The Holy Father recalled that the Second Vatican Council constitution “Lumen Gentium” stated that the Church has the “mission to be a sign and instrument of profound union with God and of the unity of the whole human race.”
He appealed to the cardinals, bishops, priests, religious and lay people present “to be ever more aware that communion with God and unity among all people, beginning with believers, is our priority commitment.”
John Paul II said that “it is urgent to rebuild full communion among Christians.” This was the reason he convoked the Year of the Eucharist: “Among other things, it seeks to make even more intense this thirst for unity, presenting the unique and inexhaustible source: Christ himself.”
He added that “the ecumenical effort is being intensified at different levels, thanks to constant contacts, meetings and initiatives with our brethren of the different Churches and Orthodox and Protestant ecclesial communities.”
In this connection, the Pontiff mentioned some of the year’s key ecumenical moments.
There was the visit to Rome last January of an ecumenical delegation of Finland, headed by Lutheran Bishop Eero Huovinen of Helsinki, on the occasion of the Week of Prayer for Christian Unity.
The visit also marked the fifth anniversary of the signing by Catholics and Lutherans of the Joint Declaration on the Doctrine of Justification.
This year also saw strong impetus given to the dialogue between Rome and the Ecumenical Patriarchate of Constantinople, as confirmed by the two visits that Orthodox Patriarch Bartholomew I made to the Vatican, the Pope said.
The patriarch’s first visit was to participate in the feast of Sts.

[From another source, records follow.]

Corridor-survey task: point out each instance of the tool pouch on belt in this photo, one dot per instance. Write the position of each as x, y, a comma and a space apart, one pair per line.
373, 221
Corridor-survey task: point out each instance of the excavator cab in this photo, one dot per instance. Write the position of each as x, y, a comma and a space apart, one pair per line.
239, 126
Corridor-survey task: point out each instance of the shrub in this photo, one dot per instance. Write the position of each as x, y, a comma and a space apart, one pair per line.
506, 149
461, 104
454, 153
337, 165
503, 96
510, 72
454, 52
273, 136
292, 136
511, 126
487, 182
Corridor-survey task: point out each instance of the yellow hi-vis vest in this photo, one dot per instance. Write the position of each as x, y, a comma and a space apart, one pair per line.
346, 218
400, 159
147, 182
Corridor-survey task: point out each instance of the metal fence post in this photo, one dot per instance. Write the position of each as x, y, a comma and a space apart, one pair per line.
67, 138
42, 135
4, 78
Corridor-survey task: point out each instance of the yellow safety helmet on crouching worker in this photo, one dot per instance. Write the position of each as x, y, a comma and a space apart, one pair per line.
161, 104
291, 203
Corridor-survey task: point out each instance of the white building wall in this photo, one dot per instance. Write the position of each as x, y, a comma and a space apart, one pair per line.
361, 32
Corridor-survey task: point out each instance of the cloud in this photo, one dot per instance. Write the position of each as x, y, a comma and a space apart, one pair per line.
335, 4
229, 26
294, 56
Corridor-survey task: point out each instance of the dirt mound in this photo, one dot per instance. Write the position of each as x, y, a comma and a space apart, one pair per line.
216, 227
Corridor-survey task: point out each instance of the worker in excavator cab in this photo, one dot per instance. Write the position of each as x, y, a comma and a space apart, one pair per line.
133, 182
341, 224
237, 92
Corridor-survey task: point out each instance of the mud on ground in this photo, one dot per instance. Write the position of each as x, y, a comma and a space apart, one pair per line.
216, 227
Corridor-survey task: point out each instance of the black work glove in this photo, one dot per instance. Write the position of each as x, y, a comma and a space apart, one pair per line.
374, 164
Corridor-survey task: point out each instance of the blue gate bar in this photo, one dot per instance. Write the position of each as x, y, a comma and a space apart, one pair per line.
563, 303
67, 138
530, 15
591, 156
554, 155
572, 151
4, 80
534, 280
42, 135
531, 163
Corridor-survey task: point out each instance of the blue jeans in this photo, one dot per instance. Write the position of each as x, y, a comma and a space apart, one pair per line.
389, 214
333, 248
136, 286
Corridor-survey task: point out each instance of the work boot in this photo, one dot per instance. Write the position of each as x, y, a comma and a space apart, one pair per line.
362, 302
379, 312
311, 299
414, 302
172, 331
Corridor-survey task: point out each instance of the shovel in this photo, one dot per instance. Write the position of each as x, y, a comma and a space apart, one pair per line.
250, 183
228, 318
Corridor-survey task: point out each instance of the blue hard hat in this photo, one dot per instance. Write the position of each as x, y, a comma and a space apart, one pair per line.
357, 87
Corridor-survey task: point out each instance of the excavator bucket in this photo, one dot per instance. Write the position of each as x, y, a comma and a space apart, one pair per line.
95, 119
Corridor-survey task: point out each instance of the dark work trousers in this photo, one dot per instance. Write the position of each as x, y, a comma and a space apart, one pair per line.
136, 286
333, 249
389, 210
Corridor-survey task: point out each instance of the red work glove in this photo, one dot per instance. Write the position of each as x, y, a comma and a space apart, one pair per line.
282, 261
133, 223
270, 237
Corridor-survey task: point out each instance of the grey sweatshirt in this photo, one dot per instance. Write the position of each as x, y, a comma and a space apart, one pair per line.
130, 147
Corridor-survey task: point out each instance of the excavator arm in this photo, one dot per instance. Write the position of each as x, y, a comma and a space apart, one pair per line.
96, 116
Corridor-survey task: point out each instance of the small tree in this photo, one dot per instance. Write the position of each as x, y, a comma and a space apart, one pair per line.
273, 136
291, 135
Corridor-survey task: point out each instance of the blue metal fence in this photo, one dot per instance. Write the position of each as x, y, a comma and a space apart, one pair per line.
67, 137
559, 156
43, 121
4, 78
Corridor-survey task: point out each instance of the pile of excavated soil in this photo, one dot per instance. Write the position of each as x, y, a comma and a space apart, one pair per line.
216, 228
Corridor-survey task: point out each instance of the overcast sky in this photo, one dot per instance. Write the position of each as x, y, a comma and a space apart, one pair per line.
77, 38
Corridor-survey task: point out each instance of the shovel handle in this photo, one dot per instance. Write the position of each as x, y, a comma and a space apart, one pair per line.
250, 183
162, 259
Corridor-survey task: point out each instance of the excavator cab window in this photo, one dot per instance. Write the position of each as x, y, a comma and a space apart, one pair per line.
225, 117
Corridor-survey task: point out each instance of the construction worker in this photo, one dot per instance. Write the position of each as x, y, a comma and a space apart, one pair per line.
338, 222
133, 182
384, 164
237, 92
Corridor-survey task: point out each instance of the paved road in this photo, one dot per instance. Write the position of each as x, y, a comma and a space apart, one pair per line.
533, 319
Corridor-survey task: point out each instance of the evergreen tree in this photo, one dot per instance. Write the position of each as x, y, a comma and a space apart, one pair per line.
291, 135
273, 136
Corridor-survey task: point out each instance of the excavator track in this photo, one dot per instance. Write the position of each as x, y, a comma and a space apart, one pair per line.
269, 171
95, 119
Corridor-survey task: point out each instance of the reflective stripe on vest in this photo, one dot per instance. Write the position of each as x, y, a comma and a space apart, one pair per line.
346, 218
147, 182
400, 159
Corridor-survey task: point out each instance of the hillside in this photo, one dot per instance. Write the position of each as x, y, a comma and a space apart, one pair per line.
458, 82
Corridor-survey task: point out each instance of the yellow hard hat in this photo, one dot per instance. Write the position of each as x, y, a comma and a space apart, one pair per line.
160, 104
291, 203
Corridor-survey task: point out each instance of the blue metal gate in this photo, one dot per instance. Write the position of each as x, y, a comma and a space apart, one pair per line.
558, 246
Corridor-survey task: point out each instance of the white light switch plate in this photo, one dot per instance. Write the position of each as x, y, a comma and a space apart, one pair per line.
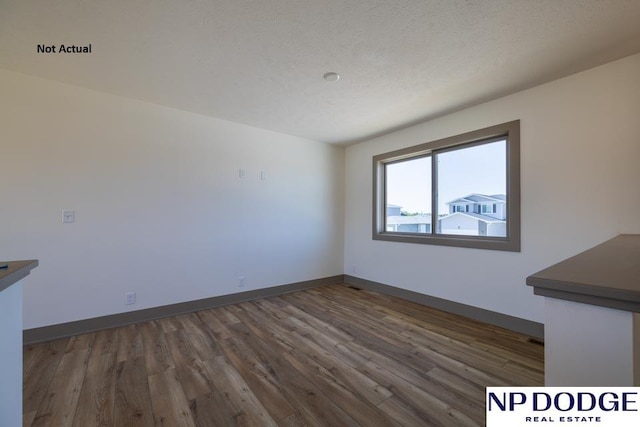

Peter and Paul, in June, and the second, just under a month ago, to receive from the Pope the relics of Sts. Gregory Nazianzen and John Chrysostom.
John Paul II further said he himself heartedly desired that “the return of the icon of the Mother of God of Kazan to Russia might contribute to speed up the unity of all the disciples of Christ.”
The icon was returned in his name last August to Russian Orthodox Patriarch Alexy II by Cardinal Walter Kasper, president of the Pontifical Council for Promoting Christian Unity.
The Pope said that in two especially representative moments he perceived in pilgrims’ faces this search for the unity of the Church and of all people: during the meeting of Catholic young people of Switzerland, which he attended in June, and Catholic Action’s mass meeting in Loreto, Italy.
“Believers have a great responsibility, especially to new generations, to which the Christian heritage must be transmitted in an unaltered manner,” the Pope said. “For this reason, on several occasions — especially during the pilgrimage to Lourdes — I did not fail to encourage European Catholics to remain faithful to Christ.”
To promote unity among men, the Holy Father gave the same charge to cardinals that he left in his message for the forthcoming World Day of Peace: “Do not be overcome by evil, but overcome evil with good.”
John Paul II ended his assessment of 2004 by assuring that, like all Christians, he is “not afraid of difficulties” because he trusts in the Child of Bethlehem, “who out of love comes into our midst.”